Para las primarias la apuesta resultó, Sichel tumbó a la octava encarnación de Joaquín Lavín, consiguió su cupo para la primera vuelta presidencial apoyado por los partidos de gobierno y por un círculo empresarial que lo acuna económicamente y le asegura todos los espacios de expresión posibles. Sin embargo, el debate de esta semana demostró que ya no basta con la épica del chico que le ganó a la vida, tampoco con la estética del disimulo sobre su participación en el gobierno del que todos quieren renegar. El miércoles frente a sus contendores, Sebastián Sichel lució como alguien que agotó sus recursos, como si tras la sobreexplotación de su biografía no tuviera herramientas para disimular todo aquello que le cuesta confesar, insistiendo en la negación como fórmula. Niega ser político, a pesar de su propia carrera como tal y de su evidente talento para saber en qué momento dejar de arrimarse a un árbol, para cobijarse en otro con mejor follaje; niega haber sido lobbista, pese a que su currículum lo deja muy en claro; niega haber celebrado como ministro la aprobación de un bono miserable, pese a las imágenes de televisión que lo muestran dichoso de su logro; desprecia el trabajo en el ámbito público, a pesar de haber gozado de nombramientos políticos en Corfo y BancoEstado. Es posible que sus eventuales electores estén pensando que ya se han enterado de todo lo que no es, y que vendría siendo hora de conocer quién es realmente el candidato, dónde están sus lealtades y cómo traza sus límites. En ese sentido, el contraste con José Antonio Kast, el otro candidato de la derecha, es evidente. Kast no deja espacio para la duda. Es un representante de la derecha profunda, la que hunde sus raíces en el pasado agrario, la que aún tiene pesadillas con la Unidad Popular, la que celebra la dictadura con todos sus horrores, la derecha que asegura que religión y política son una misma cosa y se rehúsa a pensar en los derechos humanos como un avance civilizatorio. Es parte de una tradición que sospecha de la crítica y de la más mínima sugerencia de cambio, dividiendo el mundo entre quienes son como ellos y el resto consumido en la irrelevancia. Si hay que sostener con aplomo un dato falso para dañar al adversario, el candidato lo hará. Sucedió antes, sucedió este miércoles cuando José Antonio Kast se refirió al aborto y seguramente seguirá ocurriendo.
Tal como Sichel, José Antonio Kast también ha cambiado de partido, pero a diferencia de él, no tuvo que buscar refugio en lugar ajeno, simplemente construyó uno propio, a la medida de sus intereses y ambiciones: tiene el tiempo y los recursos para hacerlo sin rendirle cuentas a nadie más que a sí mismo. Goza, además, de la ventaja de haberse declarado opositor al actual gobierno, con lo que deja a su contendor en el rincón de los perdedores.

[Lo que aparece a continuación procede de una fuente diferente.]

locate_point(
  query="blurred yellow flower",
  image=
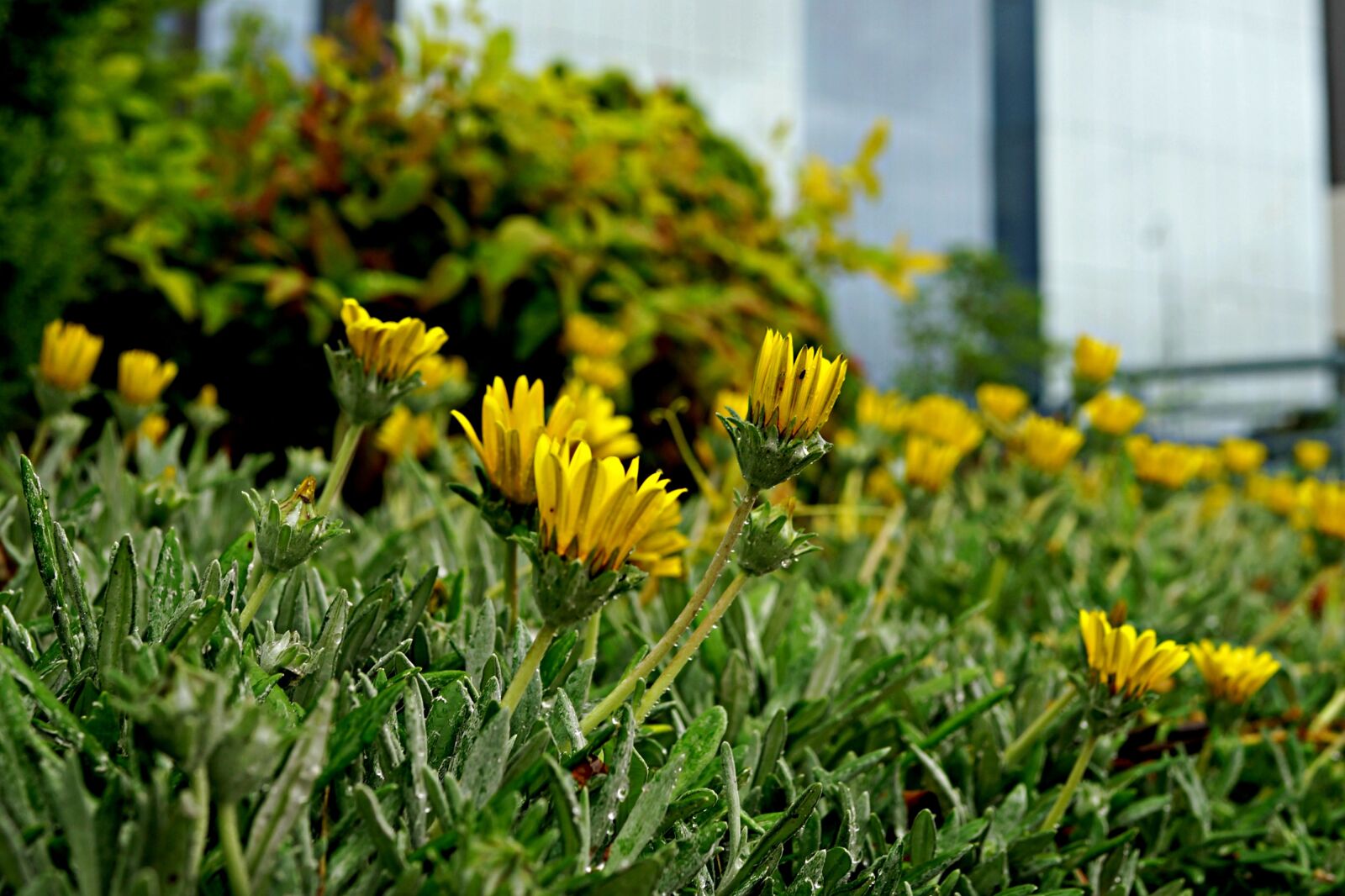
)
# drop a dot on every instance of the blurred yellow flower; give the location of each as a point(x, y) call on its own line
point(1125, 661)
point(1165, 463)
point(1232, 673)
point(510, 434)
point(1001, 403)
point(1048, 444)
point(436, 370)
point(884, 410)
point(1243, 455)
point(593, 509)
point(1311, 455)
point(607, 432)
point(404, 434)
point(585, 335)
point(794, 393)
point(389, 350)
point(947, 420)
point(930, 463)
point(141, 377)
point(69, 354)
point(1095, 361)
point(154, 428)
point(1114, 414)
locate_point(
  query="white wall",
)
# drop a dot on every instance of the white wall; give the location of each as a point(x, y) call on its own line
point(1184, 182)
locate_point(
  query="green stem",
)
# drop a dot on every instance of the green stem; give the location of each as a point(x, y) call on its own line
point(530, 662)
point(266, 579)
point(340, 467)
point(683, 656)
point(511, 584)
point(712, 573)
point(226, 818)
point(1026, 741)
point(591, 631)
point(1067, 793)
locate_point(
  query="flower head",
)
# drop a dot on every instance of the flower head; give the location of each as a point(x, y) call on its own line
point(794, 393)
point(595, 510)
point(1311, 455)
point(141, 377)
point(404, 434)
point(69, 354)
point(607, 432)
point(946, 420)
point(389, 350)
point(1243, 456)
point(1001, 403)
point(1114, 414)
point(1049, 444)
point(1095, 361)
point(930, 461)
point(1127, 662)
point(510, 434)
point(1232, 673)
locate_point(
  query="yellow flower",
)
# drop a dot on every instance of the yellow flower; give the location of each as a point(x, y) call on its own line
point(607, 432)
point(1329, 510)
point(1243, 455)
point(141, 377)
point(930, 461)
point(884, 410)
point(600, 372)
point(1311, 455)
point(585, 335)
point(794, 393)
point(593, 509)
point(510, 434)
point(1001, 403)
point(69, 354)
point(1123, 661)
point(1048, 444)
point(154, 428)
point(436, 370)
point(946, 420)
point(1095, 361)
point(404, 432)
point(1165, 463)
point(1232, 673)
point(1114, 414)
point(389, 350)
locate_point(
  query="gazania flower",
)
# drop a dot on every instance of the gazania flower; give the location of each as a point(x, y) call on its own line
point(1311, 455)
point(1243, 456)
point(946, 420)
point(389, 350)
point(510, 434)
point(1232, 673)
point(69, 354)
point(595, 510)
point(607, 432)
point(587, 335)
point(1001, 403)
point(1114, 414)
point(1048, 444)
point(1127, 662)
point(141, 377)
point(1095, 361)
point(794, 393)
point(930, 463)
point(404, 434)
point(884, 410)
point(1163, 463)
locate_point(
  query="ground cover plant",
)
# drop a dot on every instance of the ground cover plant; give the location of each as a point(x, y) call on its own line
point(535, 667)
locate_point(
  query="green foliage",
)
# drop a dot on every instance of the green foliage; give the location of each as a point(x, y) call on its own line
point(979, 323)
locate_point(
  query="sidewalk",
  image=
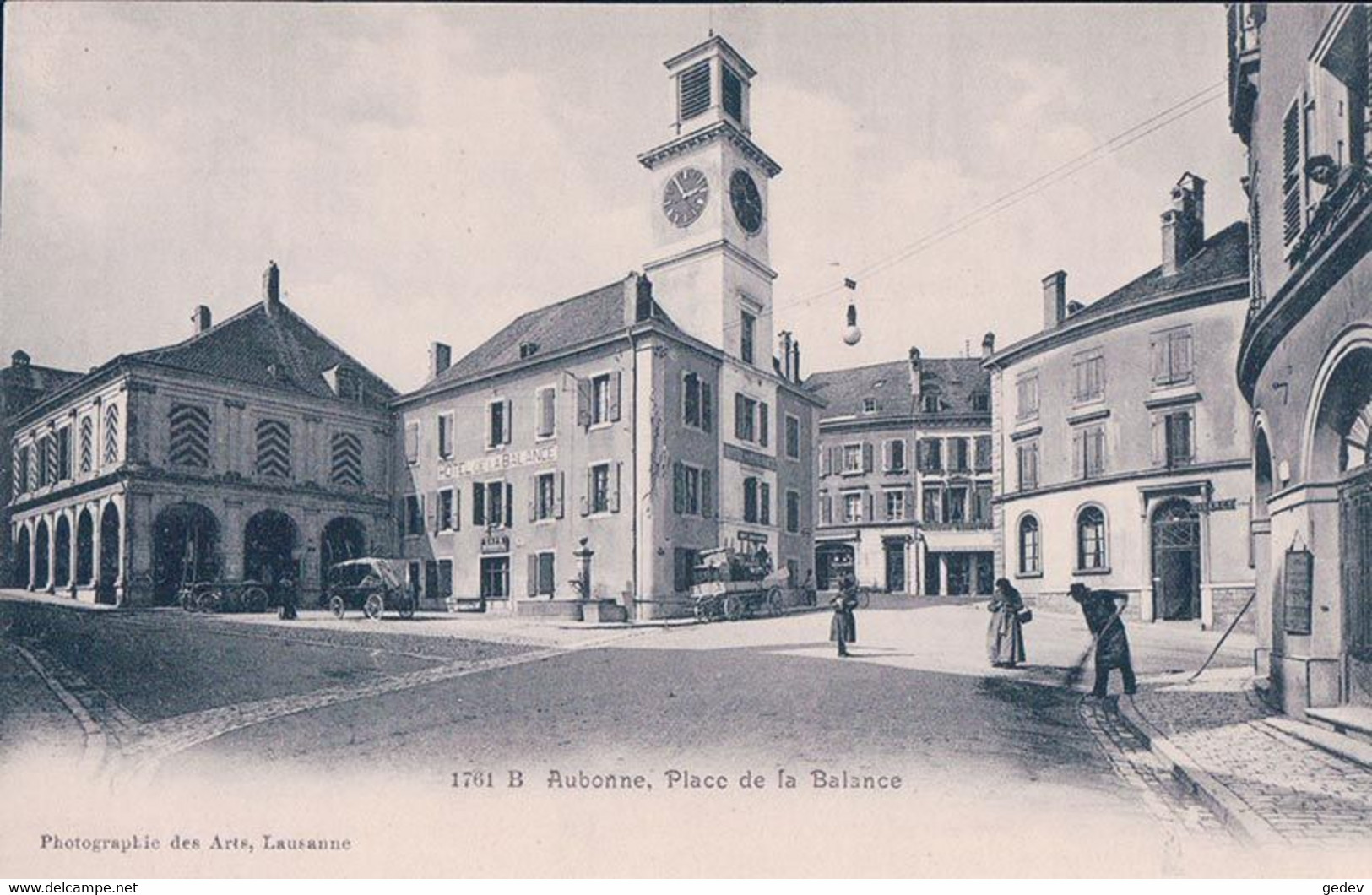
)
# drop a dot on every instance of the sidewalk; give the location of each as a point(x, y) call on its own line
point(1239, 757)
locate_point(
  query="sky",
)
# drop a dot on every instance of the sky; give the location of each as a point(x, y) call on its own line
point(427, 173)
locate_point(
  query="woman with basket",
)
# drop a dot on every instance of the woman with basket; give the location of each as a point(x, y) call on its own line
point(1005, 634)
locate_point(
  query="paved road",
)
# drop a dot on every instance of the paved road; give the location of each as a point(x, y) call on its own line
point(998, 768)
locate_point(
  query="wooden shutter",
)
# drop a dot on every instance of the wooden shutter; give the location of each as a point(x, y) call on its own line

El debate del miércoles mostró dos caras de la derecha: una difusa, ambigua, repleta de contradicciones, reconcentrada en borronear una identidad con ideas injertadas que no alcanzan a formar un todo coherente. La otra cara de la derecha es la de un pasado oscuro, marcial, de traje oscuro y corbata colorada, que vuelve a presentarse en escena ofreciéndose como propuesta de futuro, con un perfil nítido y afilado, como la silueta de un corvo en el cinto de un soldado vestido para el combate. Ambos rostros tienen en común la exhibición perpetua de una sonrisa amable para las cámaras, una mueca de cortesía que, acompañada del tono adecuado, endulza cualquier discurso, por más amargas que sean sus oraciones o más iracundas y falaces que sean sus respuestas.